Le Pa’í propose aussi des bourses aux familles du quartier, pour inciter à la scolarisation des enfants. En effet, dans les milieux pauvres, les enfants sont une source de revenus non négligeable pour la famille, lorsqu’ils vont vendre des bricoles dans les bus, nettoyer les pare-brises, recycler les détritus… Les bourses comblent ce manque à gagner en contrepartie de la scolarisation des enfants. Le Pa’í essaye qu’au moins un enfant de chaque famille ait la chance d’aller à l’école. Les bourses sont affectées de façon raisonnée : dans une famille, l’enfant le plus consciencieux et le plus volontaire est privilégié.


Au Centre Mil Solidarios, où nous résidons, les enfants reçoivent un soutien scolaire pendant les vacances et le temps extrascolaire. Ils découvrent les valeurs à travers l’apprentissage de savoir-faire tels que la coiffure, le sport ou des activités artistiques. Pendant qu’ils sont au centre Mil Solidarios, ils ne traînent pas les rues et peuvent saisir une chance de se sortir de leur milieu défavorisé.

Parmi les jeunes qui fréquentent ce lieu, certains s’investissent dans des travaux communautaires et forment ce qui est appelé ici le Ministère de l’Enfance ; un premier pas vers la citoyenneté. Nous passons plusieurs matinées avec eux à nettoyer un parc du voisinage, équipés de sacs poubelles, de machettes et de râteaux.

art-terre - Mil Solidarios


Le travail de conscientisation citoyenne initié ici auprès des enfants, trouve sa continuité dans des actions auprès d’adolescents du pays entier, ainsi qu’auprès des adultes du quartier Bañado Sur.

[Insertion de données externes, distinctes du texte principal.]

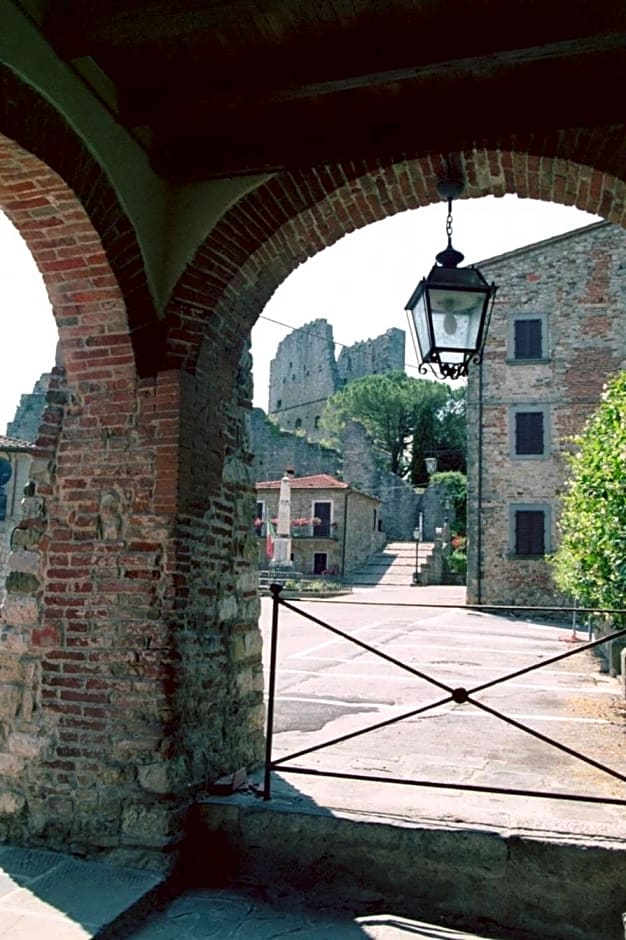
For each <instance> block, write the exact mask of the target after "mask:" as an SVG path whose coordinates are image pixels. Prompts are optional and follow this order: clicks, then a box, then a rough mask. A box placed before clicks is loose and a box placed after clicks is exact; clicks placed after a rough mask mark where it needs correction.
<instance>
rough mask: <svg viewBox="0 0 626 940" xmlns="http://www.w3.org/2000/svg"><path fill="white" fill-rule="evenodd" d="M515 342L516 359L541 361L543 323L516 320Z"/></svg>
mask: <svg viewBox="0 0 626 940" xmlns="http://www.w3.org/2000/svg"><path fill="white" fill-rule="evenodd" d="M513 336H514V340H513V358H514V359H541V358H542V356H543V344H542V322H541V318H540V317H537V319H533V320H530V319H526V318H524V319H520V320H515V324H514V333H513Z"/></svg>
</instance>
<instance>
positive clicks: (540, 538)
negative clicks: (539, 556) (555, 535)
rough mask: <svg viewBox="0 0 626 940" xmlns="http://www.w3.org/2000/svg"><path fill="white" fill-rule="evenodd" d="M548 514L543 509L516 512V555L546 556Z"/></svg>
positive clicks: (515, 552)
mask: <svg viewBox="0 0 626 940" xmlns="http://www.w3.org/2000/svg"><path fill="white" fill-rule="evenodd" d="M545 521H546V514H545V512H544V510H542V509H518V510H516V512H515V554H516V555H544V554H545Z"/></svg>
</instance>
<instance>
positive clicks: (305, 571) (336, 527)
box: [255, 473, 385, 576]
mask: <svg viewBox="0 0 626 940" xmlns="http://www.w3.org/2000/svg"><path fill="white" fill-rule="evenodd" d="M279 490H280V480H269V481H265V482H261V483H257V485H256V494H257V506H256V518H255V529H256V534H257V536H258V537H259V541H258V556H259V565H260V566H261V567H268V566H269V563H270V558H269V557H268V554H267V550H266V541H265V537H266V536H267V521H268V520H272V519H274V518H275V517H276V516H277V515H278V496H279ZM290 490H291V550H292V558H293V566H294V570H295V571H299V572H302V573H303V574H322V573H323V572H328V573H332V574H337V575H341V576H344V575H347V574H349V573H350V572H351V571H353V570H354V569H355V568H357V567H358V566H359V565H360V564H362V563H363V562H364V561H365V560H366V559H367V558H369V556H370V555H373V554H374V553H375V552H376V551H378V550H379V549H380V548H381V547H382V546H383V545H384V543H385V533H384V532H383V520H382V519H381V516H380V500H379V499H377V498H376V497H375V496H370V495H369V494H367V493H364V492H361V491H360V490H358V489H355V488H354V487H351V486H348V484H347V483H343V482H342V481H341V480H337V479H335V478H334V477H332V476H330V475H329V474H325V473H319V474H315V475H313V476H305V477H293V478H292V479H291V483H290Z"/></svg>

Selon le Pa’i, éveiller à cette conscience politique et citoyenne, passe aussi par la diffusion d’idées et de pistes de réflexion dans les médias, pour toucher le plus grand nombre. C’est pourquoi il écrit des chroniques dans le journal Ultima Hora, anime des émissions quotidiennes dans deux radios d’Asunción et publie ses pistes de réflexions sur un blog internet.